2.2 Nodule selection and patients
We performed lobectomy in 408 cases of primary lung cancer between April 2004 and April 2013. The following inclusion criteria were used in this study: detection of a partly solid GGN on thin-slice CT sections (thickness, 1 or 1.25 mm) without enhancement; maximum tumor diameter ≤40 mm, which is classified as <cT2a in the 8th edition of the TNM Classification of Lung Cancer, and patients who underwent lobectomy and received a pathological diagnosis of adenocarcinoma. Partly solid GGNs were divided into 2 sections: a pure ground glass component with a CT value between –700 and –300 Hounsfield units (HUs) and a solid part with a CT value exceeding –300 HU. Based on these criteria, we selected 202 partly solid GGNs.

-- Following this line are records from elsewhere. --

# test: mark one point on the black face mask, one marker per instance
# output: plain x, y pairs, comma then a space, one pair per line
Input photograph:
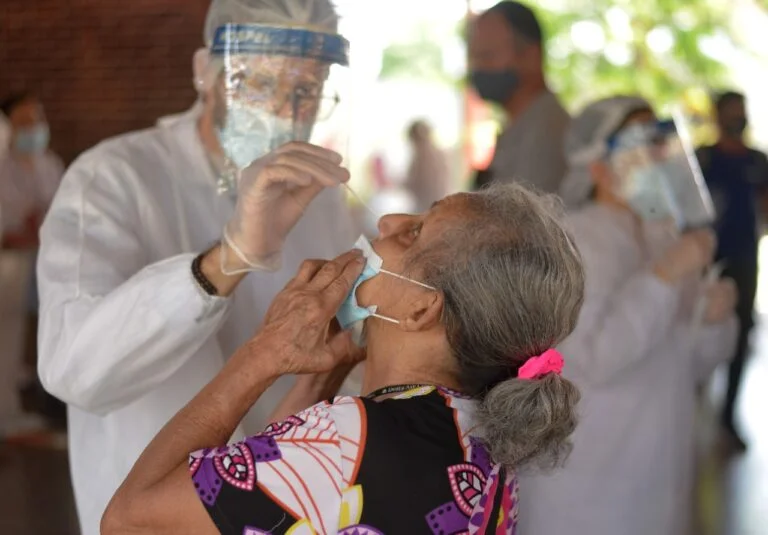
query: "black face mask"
496, 86
735, 127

CT scans were obtained using 1 of 2 CT scanners (Aquilion, TOSHIBA, Tokyo, Japan) available at the hospital. The following CT parameters were applied: section thickness, 1 or 1.25 mm; lung window width and level, 1500 and –600 HUs, respectively; and mediastinal window width and level, 320 and 60 HUs, respectively.
2.4 Analysis of CT images
We consulted 2 board-certified radiologists to analyze the CT images. One radiologist (A) had 5 years of independent experience in chest CT scan interpretation, and the other radiologist (B) had 20 years of experience in chest CT chest scan interpretation. Both radiologists reviewed thin-slice CT scans in the absence of patient data and independently measured the diameters of the solid parts (under the lung window settings) and the maximum diameters (under the mediastinal window settings).
2.5 Statistical analysis
The patients’ characteristics are reported as means with standard deviations for continuous variables and as numbers and frequencies for categorical variables. We used a repeated-measures analysis of variance to compare differences in the diameters measured by the 2 radiologists. The first analysis compared all cases, while the second analysis compared cases after classification according to the CTR, which was calculated as (diameter of the solid part)/(maximum tumor diameter). Figure 1 depicts a representative GGN and the protocol for determining CTR.
Overall survival (OS) was defined as the length of time from cancer diagnosis until the analysis of a living patient's data. Disease-free survival (DFS) was defined as the length of time from cancer diagnosis until cancer recurrence. We divided the patients into 2 groups based on the 8th edition of the TNM Classification of Lung Cancer, as follows: cT1a+T1b and cT1c (Table 1). Further, we used the Kaplan–Meier method to estimate the probabilities of OS and DFS and evaluated differences in survival between the cT stage groups using the log-rank test. All P-values were 2 sided, and a value <0.05 was considered significant. Statistical analyses were performed using the EZR 3.5.1 software program (Jichi Medical University Saitama Medical Center, Saitama, Japan).
Table 1 summarizes the patients’ background information and the results of the clinical stage measurements of nodules that were classified by the 2 radiologists (A and B) using different window settings. The patients had a mean age of 66 years, and 46.5% were men.
Figure 2 presents the differences between the diameters measured by the 2 radiologists (i.e., observer differences). Before classification according to the CTR, no significant differences were observed between the diameters measured by radiologists A and B (Fig. 2A). However, after classification by the CTR, the differences in diameters between the 2 radiologists were smaller for nodules with lower CTR values (i.e., <0.5) when the measurements were determined using the mediastinal window setting (Fig. 2B).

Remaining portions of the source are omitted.